Showing posts with label postgresql. Show all posts
Showing posts with label postgresql. Show all posts

22 December 2006

Open Source: Just the Ticket for Librarians

Here's a well-written story about how librarians have undertaken a major open source project with great success:

The system, Evergreen, whose 1.0 release came in November, is an Integrated Library System (ILS): the software that manages, catalogs, and tracks the circulation of library holdings. It's written in C, JavaScript and Perl, is GPLed, runs on Linux with Apache, uses a PostgreSQL database, Jabber for messaging and XUL as client-side software. The system allows easy clustering and is based entirely on open protocols.

21 September 2006

Opening Up Open Source

We know it works, and we know why it works, but somebody would like to know exactly how and why it works:

A group of UC Davis researchers has just received a three-year, $750,000 grant from the National Science Foundation to study how open source software such as the Apache Web server is built.

...

The researchers will focus on the Apache Web server, the PostgreSQL database and the Python scripting language. They will collect information from the message boards, bug reports and e-mail discussions to understand how design teams organize themselves and interact.
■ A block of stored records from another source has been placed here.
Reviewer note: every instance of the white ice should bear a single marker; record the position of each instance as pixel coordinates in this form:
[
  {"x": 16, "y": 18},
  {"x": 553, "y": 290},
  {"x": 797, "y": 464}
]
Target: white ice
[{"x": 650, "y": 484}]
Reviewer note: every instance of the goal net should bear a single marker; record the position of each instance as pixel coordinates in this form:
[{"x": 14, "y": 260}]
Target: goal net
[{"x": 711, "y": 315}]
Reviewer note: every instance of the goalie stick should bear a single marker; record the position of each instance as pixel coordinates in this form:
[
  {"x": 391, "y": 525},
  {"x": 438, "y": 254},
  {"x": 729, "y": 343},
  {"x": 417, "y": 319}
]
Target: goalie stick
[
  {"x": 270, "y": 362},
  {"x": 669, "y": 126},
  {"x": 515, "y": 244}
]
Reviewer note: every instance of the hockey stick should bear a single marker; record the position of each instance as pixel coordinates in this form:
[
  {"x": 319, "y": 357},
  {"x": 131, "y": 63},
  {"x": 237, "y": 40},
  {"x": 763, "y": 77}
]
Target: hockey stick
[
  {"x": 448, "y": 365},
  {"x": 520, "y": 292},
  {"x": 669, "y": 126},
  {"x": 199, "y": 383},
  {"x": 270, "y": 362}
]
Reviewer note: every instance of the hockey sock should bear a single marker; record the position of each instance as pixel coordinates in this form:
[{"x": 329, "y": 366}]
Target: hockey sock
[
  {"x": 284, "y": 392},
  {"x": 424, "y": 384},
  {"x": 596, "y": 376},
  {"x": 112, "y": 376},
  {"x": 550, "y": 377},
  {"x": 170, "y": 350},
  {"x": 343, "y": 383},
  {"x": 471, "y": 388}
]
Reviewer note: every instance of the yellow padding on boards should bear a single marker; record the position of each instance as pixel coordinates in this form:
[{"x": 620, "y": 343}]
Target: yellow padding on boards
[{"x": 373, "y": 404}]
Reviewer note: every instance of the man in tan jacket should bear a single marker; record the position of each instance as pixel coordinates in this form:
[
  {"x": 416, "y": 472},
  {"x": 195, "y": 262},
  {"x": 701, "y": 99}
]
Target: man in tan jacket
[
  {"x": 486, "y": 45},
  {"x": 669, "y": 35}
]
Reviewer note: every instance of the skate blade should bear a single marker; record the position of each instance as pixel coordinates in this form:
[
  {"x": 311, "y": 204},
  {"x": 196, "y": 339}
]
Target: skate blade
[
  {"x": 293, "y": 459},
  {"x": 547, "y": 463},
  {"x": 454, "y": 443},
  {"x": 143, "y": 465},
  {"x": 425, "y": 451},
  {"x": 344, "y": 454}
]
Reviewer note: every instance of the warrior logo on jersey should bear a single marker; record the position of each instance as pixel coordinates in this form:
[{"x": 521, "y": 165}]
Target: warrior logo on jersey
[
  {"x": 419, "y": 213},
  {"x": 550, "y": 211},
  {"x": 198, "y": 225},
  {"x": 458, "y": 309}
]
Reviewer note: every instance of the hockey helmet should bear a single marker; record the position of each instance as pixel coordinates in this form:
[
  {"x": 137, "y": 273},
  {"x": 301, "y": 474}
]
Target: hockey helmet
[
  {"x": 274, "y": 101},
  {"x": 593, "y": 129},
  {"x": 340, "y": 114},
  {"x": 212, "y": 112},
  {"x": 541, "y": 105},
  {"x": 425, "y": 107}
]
Am I the only one who finds it slightly ironic that $750,000 is being spent to write some papers about something that is written for nothing? (Via LXer.)

18 September 2006

Open Source Enterprise Stack: It's Official

I and several thousand other people have been writing about the open source enterprise stack for a while; now free software's Eminence Rouge has given its benediction:

Red Hat Application Stack is the first fully integrated open source stack. Simplified, delivered, and supported by the open source leader. It includes everything you need to run standards-based Web and enterprise applications. Red Hat Application Stack features Red Hat Enterprise Linux, JBoss Application Server with Tomcat, JBoss Hibernate, and a choice of open source databases: MySQL or PostgreSQL, and Apache Web Server.

26 July 2006

Pervasive but not Persuasive

Further proof, if any were needed, that open source business operates under different rules. Here's a letter from CEO of Pervasive, a company set up to "with the goal of helping accelerate the transition from the traditional, high cost database licensing model to the open-source, high-value model", specifically to PostgreSQL. But something funny happened along the way:

While we always knew that PostgreSQL is a solid product with advanced database capabilities and that it has a very real opportunity to shake up the high-end database market, we underestimated the high level of quality support and expertise already available within the PostgreSQL community. In this environment, we found that the opportunity for Pervasive Software to meaningfully increase adoption of PostgreSQL by providing an alternative source for support and services was quite limited.

In other words, the PostgreSQL community can look after itself, thank you very much. Just as can all other flourishing free software projects. Which is why, ultimately, they will prevail, because there are immune to the fads and fashions of the business world. (Via Matthew Aslett.)